それでは言語の場合はどうでしょうか。結婚式のスピーチで朗々と語る人がいますが、そんなスピーチは退屈で心に響きません。理由を考えてみると、論文のように読み上げられるスピーチには観客が介入する余地がありません。干渉できないわけです。一方、面白いスピーチには隙があります。文語と口語の違いもあると思います。口語はセンテンスが短く、主語、述語がポンポン入ってきます。これが論文調だと主語と述語の間に隙がなく会話に入っていけない。口語には省略が欠かせません。日本語のエンジンはこの省略の部分をきちんと補完する能力が要求されます。

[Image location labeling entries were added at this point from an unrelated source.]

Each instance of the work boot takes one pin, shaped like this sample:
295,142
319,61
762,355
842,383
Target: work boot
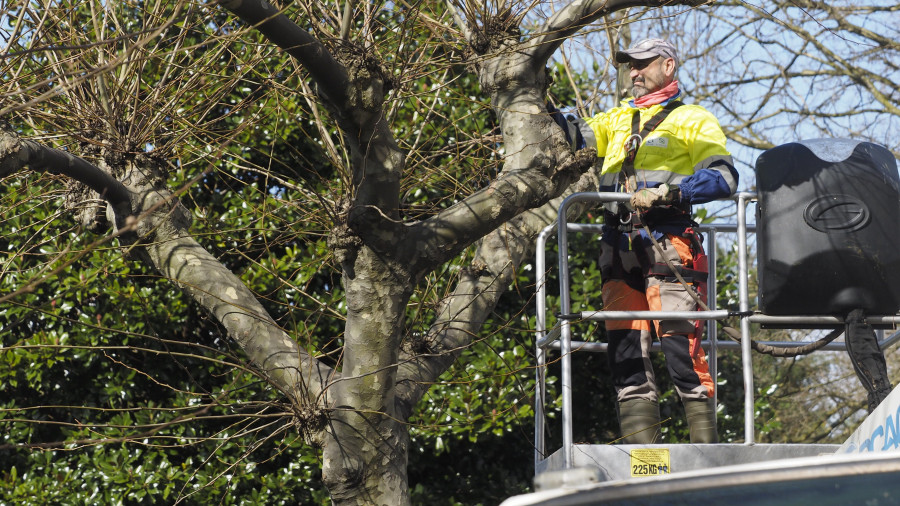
639,421
701,416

言葉をシンプルにするとリズムが生まれます。女子高生同士、築地の競り、株式市場。どの会話も省略され、暗号化され、部外者が聞いても意味が分かりません。省略がなければ強調もできません。省略によって高度なコミュニケーションが生まれているのです。これをAIに教えようとしても、会話の文例が少ないので難航しています。こうした会話のビッグデータを得るためにいま、各社が「Siri」やスマートスピーカーを発売し、必死になってそのサンプルを集めているところです。ただ、これはマシンと人間の会話で、本当に必要なのは人間同士の会話のサンプルです。我々も日本語の会話の教師データを収集してディープラーニングに利用したいと考えています。
(写真・NAONORI KOHIRA)
世界初の「相づちを打てるAI」の完成を目指す
世界中にある会話のできるAIに、「今日はやる気が出ないなあ」と話しかけても相づちを打てるものはありません。ビッグデータの中に答えがないので、ディープラーニングは使えません。質疑応答システムは正解という存在が曖昧な議論には答えられないのです。相づちを打つには、別のアプローチが必要になります。いつ生まれて、いつ失恋したのか、好きな食べ物、嫌いな物は何か、などのパーソナルデータを読み込むことが不可欠になります。我々はそれらと向き合った日本語音声会話システムの開発をおこなっています。数年あれば、普通に会話ができる日本語エンジンを完成させることができると考えています。